#Final project for Statistics 139, Summer 2015
This code is part of a submission for a group final project for Statistics S-139: Introduction to Statistical Modeling, offered during Summer 2015 at the Harvard Summer School. The goal of this project was to predict the outcome of a game with goal difference as the response variable (as this is a course in linear regression, not logistic regression) and intuitively selected predictor variables.
I split the results from the 2011/2012 season of the English Premier league into training and test data sets, with the first half of the season representing the training data set and the second half of the season representing the test data set. I then built two models using stepwise regression in the forward and backward directions.
I began by creating an intercept-only model and a full model without interaction terms, and used these as the starting points for these stepwise regressions. I chose to exclude the interaction terms in order to avoid over-fitting and the introduction of multicollinearity issues into the model.
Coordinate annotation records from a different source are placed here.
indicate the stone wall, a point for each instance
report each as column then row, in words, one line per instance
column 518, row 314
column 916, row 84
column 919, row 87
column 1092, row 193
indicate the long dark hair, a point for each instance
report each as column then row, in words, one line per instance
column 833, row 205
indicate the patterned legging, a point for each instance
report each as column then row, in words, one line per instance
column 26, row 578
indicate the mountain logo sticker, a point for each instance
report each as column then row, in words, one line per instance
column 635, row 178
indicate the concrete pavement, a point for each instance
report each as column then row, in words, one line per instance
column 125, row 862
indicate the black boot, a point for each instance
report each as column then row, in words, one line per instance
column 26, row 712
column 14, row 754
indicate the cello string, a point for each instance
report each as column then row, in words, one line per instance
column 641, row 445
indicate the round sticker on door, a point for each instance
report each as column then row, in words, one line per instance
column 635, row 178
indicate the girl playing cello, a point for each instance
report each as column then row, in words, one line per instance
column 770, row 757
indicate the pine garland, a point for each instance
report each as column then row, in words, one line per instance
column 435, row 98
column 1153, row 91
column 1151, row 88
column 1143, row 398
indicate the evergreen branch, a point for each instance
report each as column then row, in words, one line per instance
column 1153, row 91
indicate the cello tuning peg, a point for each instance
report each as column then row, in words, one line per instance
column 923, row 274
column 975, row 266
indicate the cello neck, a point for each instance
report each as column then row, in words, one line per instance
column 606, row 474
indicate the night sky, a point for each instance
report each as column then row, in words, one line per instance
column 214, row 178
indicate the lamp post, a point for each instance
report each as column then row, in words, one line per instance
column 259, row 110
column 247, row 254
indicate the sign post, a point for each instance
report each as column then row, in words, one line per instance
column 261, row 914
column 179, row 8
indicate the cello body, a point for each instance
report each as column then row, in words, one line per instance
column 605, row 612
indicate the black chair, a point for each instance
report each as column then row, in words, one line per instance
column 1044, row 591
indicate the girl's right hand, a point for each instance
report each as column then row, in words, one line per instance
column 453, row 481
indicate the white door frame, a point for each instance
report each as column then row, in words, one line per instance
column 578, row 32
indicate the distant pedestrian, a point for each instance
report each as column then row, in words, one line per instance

This was because some of the variables were highly correlated (for example, offensive strength and chances created). I then proceeded to select one model based on AIC value, since the R-squared values for both models were approximately equal.
The results of the prediction are then shown with the observed values on a graph to show the differences between the predicted and observed goal difference.
Next step: The next step would be to select the predictor variables with a more reliable and robust method, perhaps by including all of them in the initial full model, or using another method such as k-fold cross-validation. As I continue to take courses on multiple regression and machine learning, I should be able to improve on this model.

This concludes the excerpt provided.